Rest in Peace David Lynch, 1946 - 2025


"Dust is dancing in the space...
A dog and bird are far away...
The sun comes up and down each day...
The river flows out to the sea..."

To write this tribute feels both alarmingly strange and sadly routine. We all knew David Lynch would pass away sooner or later and that there was a decent chance it would be sooner given news of his worsening health and restriction to his house (which he was forced to leave last week as L.A. was consumed by massive wildfires, likely contributing to his passing). Still, this came as a surprise if not a shock. My primary response was a weary sense of deflation. Occasions like this are expected to produce grand, soaring tributes but I did not have the urge to dive right in to the flurry of energy and activity that always accompanies the death of an iconic figure. No doubt in the days, weeks, and months to come, many who had not engaged with Lynch's work for a while or who may be coming to it for the first time will be encouraged to enter his kingdom. For those of us who've remained immersed in this world for a decade or more, it feels less like the beginning of a journey than an end. As Lynch was not a fan of closure, to reach this point feels almost like a form of blasphemy - as I noted on Twitter earlier today (I also briefly commented on Lynch's passing in a public post on Patreon).

It is hard to articulate a life in a moment. In a tribute on Bluesky, Mark Frost wrote of his Twin Peaks collaborator, "Words will come later. Only feelings at the moment." I've often thought about what this day would be like when it came, but somehow even with the warning signs this comes too soon to feel like a finale. And yet it is final. So much that was slowly swimming into focus is now fully clarified. Twin Peaks: The Return, or whatever you want to call it, was indeed Lynch's swan song - the grand, ambitious, experimental summation of a long career. Those of us who held out hope that he had more to say weren't wrong, but fate conspired to keep those dreams from coming to fruition. The Covid-disrupted Netflix project Wisteria/Unrecorded Night will remain, sadly, unrecorded forever. Carrie Page's scream outside the Palmer house will remain the final cry of Twin Peaks; whatever was "calling" to him about that ending, as Lynch described in a 2018 question and answer session (saying "the signal has a lot of disturbances"), now cannot ever be received - at least not by us.

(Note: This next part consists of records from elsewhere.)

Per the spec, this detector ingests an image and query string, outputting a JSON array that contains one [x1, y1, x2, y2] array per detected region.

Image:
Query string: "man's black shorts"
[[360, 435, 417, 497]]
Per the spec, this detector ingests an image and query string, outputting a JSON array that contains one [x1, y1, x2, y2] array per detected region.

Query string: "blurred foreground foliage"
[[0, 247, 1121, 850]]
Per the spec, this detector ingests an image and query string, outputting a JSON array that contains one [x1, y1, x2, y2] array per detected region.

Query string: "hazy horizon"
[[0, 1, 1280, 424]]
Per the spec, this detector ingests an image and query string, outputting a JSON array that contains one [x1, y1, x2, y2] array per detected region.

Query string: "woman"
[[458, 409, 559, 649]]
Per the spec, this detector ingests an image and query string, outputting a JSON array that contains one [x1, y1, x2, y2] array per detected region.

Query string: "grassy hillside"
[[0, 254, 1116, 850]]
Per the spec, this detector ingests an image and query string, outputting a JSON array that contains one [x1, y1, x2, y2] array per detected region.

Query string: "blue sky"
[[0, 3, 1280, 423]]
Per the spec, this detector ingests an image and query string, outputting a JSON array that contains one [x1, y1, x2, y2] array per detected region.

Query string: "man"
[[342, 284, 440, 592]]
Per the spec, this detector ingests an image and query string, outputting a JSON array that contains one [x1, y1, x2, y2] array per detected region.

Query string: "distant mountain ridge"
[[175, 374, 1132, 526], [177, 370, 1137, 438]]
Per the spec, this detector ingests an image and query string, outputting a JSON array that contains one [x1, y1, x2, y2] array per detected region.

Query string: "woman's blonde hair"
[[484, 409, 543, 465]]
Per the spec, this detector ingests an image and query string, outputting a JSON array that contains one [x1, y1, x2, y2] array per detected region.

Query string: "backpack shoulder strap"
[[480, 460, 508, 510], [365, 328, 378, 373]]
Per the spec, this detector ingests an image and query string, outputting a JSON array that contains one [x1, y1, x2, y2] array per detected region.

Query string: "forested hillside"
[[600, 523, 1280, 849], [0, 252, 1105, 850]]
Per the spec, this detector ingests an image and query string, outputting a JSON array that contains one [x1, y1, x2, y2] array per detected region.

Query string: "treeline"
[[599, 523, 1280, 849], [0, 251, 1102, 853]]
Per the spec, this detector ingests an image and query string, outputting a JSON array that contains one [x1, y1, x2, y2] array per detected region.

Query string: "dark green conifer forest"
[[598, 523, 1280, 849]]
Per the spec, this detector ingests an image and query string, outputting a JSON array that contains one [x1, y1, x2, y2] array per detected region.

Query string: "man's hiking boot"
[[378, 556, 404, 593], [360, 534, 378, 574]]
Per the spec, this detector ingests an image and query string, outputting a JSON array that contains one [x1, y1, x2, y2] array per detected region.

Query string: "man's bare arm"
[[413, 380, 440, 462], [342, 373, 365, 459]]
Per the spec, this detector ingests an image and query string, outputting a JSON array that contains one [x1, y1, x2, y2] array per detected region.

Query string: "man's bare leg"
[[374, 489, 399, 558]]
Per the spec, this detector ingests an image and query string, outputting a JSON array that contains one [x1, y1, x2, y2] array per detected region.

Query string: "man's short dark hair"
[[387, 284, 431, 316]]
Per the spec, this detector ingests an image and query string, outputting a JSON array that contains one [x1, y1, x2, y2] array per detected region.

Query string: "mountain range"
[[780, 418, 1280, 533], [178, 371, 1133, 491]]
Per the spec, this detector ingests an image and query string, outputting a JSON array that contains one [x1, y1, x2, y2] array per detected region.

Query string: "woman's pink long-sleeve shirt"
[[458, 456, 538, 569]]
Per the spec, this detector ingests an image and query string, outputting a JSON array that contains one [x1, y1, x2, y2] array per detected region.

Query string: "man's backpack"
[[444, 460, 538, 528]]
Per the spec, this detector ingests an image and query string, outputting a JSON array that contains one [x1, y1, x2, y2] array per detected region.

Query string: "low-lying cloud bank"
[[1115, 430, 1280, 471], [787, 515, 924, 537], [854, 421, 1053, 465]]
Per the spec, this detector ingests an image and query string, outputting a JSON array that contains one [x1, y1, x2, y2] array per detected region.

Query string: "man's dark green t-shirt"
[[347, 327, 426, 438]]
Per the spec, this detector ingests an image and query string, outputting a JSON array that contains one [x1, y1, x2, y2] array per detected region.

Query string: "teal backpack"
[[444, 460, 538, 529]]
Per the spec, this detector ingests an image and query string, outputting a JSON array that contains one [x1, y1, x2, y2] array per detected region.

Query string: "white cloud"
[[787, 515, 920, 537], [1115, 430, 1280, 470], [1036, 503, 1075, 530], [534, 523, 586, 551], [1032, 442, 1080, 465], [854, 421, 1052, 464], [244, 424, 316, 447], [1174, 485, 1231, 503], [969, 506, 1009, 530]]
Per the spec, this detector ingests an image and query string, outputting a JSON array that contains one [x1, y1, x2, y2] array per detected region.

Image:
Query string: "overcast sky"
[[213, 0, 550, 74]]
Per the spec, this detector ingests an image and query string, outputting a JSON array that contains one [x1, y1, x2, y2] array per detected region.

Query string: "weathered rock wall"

My draft of the narration for an upcoming video - about the quiet winding-down years after the Showtime series - now reads to me as if it was inevitably leading to this point. The sense that an era was ending was already palpable before Lynch himself was gone.

I'm not used to thinking about David Lynch this way, entirely in the past tense. I suppose none of us are. The bulk of my work on him was created in a long span of almost eleven years from the growing, almost unconscious hype surrounding his return to Twin Peaks to the mountain peak of The Return itself to the long period of anticipation and speculation about what, if anything, he'd do next. Thinking about this work as something that is over still doesn't sit quite right with me. Even back in 2008, when I was first getting into Twin Peaks Lynch had not yet officially "retired" from feature filmmaking - if he ever really would (and yes, another thing his passing solidifies is the absolute symmetry of his feature-length decalogue of theatrical releases). Though that early engagement unfolded long after the show had passed out of pop culture, it was starting to build popularity with a new generation - the Gold Box DVD set had just been released and the streaming deal on Netflix was not far off. Always in my long journey there was the thrill of exciting incompletion, either conceptual (exploring what he'd already left us) or, much of the time, literal. When I viewed and reviewed his entire body of work in the spring of 2014, even before more Twin Peaks had been announced, this filmography still felt like something that was alive and ongoing: a boundless horizon.

I'll have to get used to this more enclosed Lynchverse, and figure out how to remind myself that time was never what bound it anyway so it remains open-ended. That more cosmic understanding, however facilitated by Lynch's work and (more sparingly) his words, does not come naturally me to right now. I was prepared but not ready.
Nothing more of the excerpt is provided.